Electron tomography reveals the structural organization of actin comet tails generated by a baculovirus, providing an understanding of how this pathogen hijacks host machinery to propel itself between cells.
Several pathogens induce propulsive actin comet tails in cells they invade to disseminate their infection. They achieve this by recruiting factors for actin nucleation, the Arp2/3 complex, and polymerization regulators from the host cytoplasm. Owing to limited information on the structural organization of actin comets and in particular the spatial arrangement of filaments engaged in propulsion, the underlying mechanism of pathogen movement is currently speculative and controversial. Using electron tomography we have resolved the three-dimensional architecture of actin comet tails propelling baculovirus, the smallest pathogen yet known to hijack the actin motile machinery. Comet tail geometry was also mimicked in mixtures of virus capsids with purified actin and a minimal inventory of actin regulators. We demonstrate that propulsion is based on the assembly of a fishbone-like array of actin filaments organized in subsets linked by branch junctions, with an average of four filaments pushing the virus at any one time. Using an energy-minimizing function we have simulated the structure of actin comet tails as well as the tracks adopted by baculovirus in infected cells in vivo. The results from the simulations rule out gel squeezing models of propulsion and support those in which actin filaments are continuously tethered during branch nucleation and polymerization. Since Listeria monocytogenes, Shigella flexneri, and Vaccinia virus among other pathogens use the same common toolbox of components as baculovirus to move, we suggest they share the same principles of actin organization and mode of propulsion.
Several bacteria and viruses hijack the motile machinery of cells they invade to generate networks of actin filaments (comet tails) to propel themselves from one cell to another. A proper understanding of the mechanism of propulsion has so far been hampered by a lack of information about the structure of the machinery. Using electron tomography we present here the three-dimensional structure of actin comet tails propelling a baculovirus, the smallest pathogen known to recruit the actin nano-machinery.

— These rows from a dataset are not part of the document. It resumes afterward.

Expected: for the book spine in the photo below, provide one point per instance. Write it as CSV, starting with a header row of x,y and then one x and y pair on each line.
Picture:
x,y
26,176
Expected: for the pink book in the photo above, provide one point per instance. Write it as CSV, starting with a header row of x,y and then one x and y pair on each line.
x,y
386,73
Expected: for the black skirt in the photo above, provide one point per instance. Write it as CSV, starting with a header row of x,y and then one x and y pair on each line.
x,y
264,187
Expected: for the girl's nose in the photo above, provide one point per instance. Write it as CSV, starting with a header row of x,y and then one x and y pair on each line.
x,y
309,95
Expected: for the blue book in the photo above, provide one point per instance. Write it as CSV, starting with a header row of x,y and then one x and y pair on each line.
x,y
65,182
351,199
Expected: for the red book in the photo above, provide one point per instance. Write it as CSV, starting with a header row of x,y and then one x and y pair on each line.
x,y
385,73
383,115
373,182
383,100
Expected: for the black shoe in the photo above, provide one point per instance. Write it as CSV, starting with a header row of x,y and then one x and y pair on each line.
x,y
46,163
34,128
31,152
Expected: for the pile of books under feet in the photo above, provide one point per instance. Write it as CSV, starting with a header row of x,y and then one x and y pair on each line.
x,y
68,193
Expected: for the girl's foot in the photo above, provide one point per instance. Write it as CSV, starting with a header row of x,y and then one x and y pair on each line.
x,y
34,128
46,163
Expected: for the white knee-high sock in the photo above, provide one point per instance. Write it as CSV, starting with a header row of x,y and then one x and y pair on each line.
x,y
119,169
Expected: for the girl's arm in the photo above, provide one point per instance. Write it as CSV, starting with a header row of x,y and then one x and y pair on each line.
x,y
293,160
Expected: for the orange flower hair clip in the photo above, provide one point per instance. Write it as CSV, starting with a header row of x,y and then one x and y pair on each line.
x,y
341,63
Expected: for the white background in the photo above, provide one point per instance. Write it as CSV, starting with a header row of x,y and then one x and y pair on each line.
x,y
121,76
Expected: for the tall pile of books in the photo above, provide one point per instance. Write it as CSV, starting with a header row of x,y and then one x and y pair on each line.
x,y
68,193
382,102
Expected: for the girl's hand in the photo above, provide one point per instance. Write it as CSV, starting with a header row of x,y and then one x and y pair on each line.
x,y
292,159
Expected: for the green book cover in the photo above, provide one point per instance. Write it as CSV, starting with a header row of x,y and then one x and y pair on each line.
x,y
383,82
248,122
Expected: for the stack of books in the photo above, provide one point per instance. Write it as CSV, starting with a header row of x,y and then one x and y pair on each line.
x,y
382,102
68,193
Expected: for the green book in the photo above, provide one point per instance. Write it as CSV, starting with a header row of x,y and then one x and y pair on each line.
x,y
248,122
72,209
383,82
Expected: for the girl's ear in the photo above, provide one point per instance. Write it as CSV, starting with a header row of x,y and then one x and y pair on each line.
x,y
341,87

We show that baculovirus is propelled by a fishbone-like array of actin filaments constructed from subsets linked by branch junctions, with an average of four filaments pushing the virus by their fast polymerizing ends at any one time. Using a stochastic mathematical model we have simulated comet tail organization as well as the tracks adopted by baculovirus inside cells. The simulations support a model of baculovirus propulsion in which the actin filaments are continuously tethered to the virus surface as they grow, branch, and push. Since larger pathogens like Listeria, Shigella, and Vaccinia virus generate comet tails exhibiting the same general morphology and components as those of baculovirus, the basic mechanism of their propulsion is likely a scaled up version of the one described here.